Chris Powers, an investor and one of the leaders of the group of investors and developers on the committee, responded by noting that the group members have largely agreed to the three-adult maximum.

“Well, you’re getting your grandfathering,” Ashcraft responded.

Powers noted the investors sought only what’s already in the city ordinance on grandfathered uses.

“We’re not sitting here trying to change the law,” he said. “We’ve come down to three from five. As investors and developers, that means we can’t go build anymore.”

The stealth dorm issue has been bubbling for several years around TCU, where growing enrollment has pushed students into surrounding neighborhoods in search of housing. The overlay is aimed at large single-family homes built new – or converted – and leased to as many as five TCU students by the room at rates as high as a reported $1,000 per month. The new homes typically may have five bedrooms and five baths and a kitchen, but no living space.
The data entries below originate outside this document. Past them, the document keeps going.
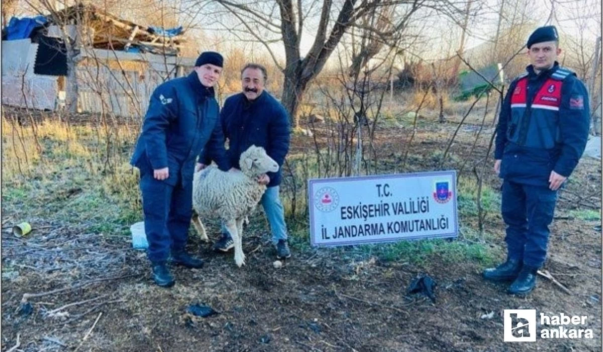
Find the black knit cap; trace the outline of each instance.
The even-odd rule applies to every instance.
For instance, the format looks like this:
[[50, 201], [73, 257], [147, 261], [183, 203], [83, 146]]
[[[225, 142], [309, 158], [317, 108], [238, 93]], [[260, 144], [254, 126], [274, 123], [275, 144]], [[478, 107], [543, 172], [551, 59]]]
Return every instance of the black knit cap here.
[[542, 42], [554, 42], [559, 40], [559, 34], [557, 34], [557, 28], [555, 26], [545, 26], [538, 27], [528, 38], [528, 48], [532, 46], [532, 44], [541, 43]]
[[204, 51], [197, 58], [197, 61], [195, 62], [195, 66], [198, 67], [206, 63], [210, 63], [218, 67], [223, 67], [224, 59], [221, 55], [215, 51]]

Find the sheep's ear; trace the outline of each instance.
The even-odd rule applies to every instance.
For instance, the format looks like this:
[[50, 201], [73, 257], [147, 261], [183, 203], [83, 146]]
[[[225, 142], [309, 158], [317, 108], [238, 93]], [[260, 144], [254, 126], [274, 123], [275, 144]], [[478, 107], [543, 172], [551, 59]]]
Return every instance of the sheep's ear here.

Five unrelated adults is the maximum allowed in single family zoning in Fort Worth.

Neighbors have complained of noise, litter, parking problems, and a loss of neighborhood and historical flavor from the newly built homes, constructed by a small number of builders and often similar in appearance.

Investors – some retirees, others small business owners and local developers – argue tenant behavior is not a matter that should be dealt with under the zoning ordinances, and that it would be unfair and potentially illegal to cut the number of permissible adult residents without grandfathering. They also assert the proposed ordinance puts landlords in a position of discriminating against families in order to maintain grandfathered uses.

Neighborhood leaders have acknowledged conflicting emotions.

“I don’t see how it can be any other way than grandfathering,” Martha Jones, vice president of the Bluebonnet Hills Neighborhood Association, said during the meeting.

But she also worried some landlords may try to increase their numbers of unrelated adult tenants before the new ordinance takes effect, to set their grandfathered uses at the higher number.

“We don’t want to see a bunch of three-person homes that all of a sudden have four or five in them, just so they can get in under this zoning,” she said.

The draft ordinance agreed to Wednesday increased the window for discontinued or abandoned uses to 24 months from 12, the period after which a property the grandfathered status. That means, for example, a property that’s grandfathered at five unrelated adults would lose that status if the home is occupied by a family for more than two years.

Some of the investors asked whether it would be possible to set that window at infinity.

“That’s more generous in terms of legal non-conforming uses than we have anywhere else in the city,” Dana Burghdoff, the city’s deputy planning and development director, said.

Consensus was difficult to reach on all details.

Costa asked whether the committee members had a consensus on whether to try and specify investors’ intent in the ordinance, to provide more concrete grounds to go on if an investor who’s historically leased to five adults has a lesser number on the ordinance’s effective date. The committee members had no consensus, so no language was added to the draft ordinance.

Mike Coffey, representing the University West Neighborhood Association, asked the investors whether they would agree to tie grandfathering to “bad behavior by residents.” As an example, he asked whether it would be possible to revoke a grandfathered status after five citations.

Powers responded that could set landlords up for repeated calls to the city by angry neighbors, “just to get a violation.”

It took a flurry of motions and votes at the meeting’s end to reach the draft ordinance.

Costa got a motion and second to approve the draft ordinance that was ultimately approved. It was then amended by an investor to include a six-month window after the ordinance’s effective date to establish grandfathered uses.

The amendment passed 13-9, but was immediately questioned by another investor. Costa offered up a motion to reconsider the amendment, and that passed with 19 votes. A subsequent motion to repeal the amendment passed 18-0.

After the final motion to approve the original draft ordinance passed, Costa said, “I think that represents consensus.”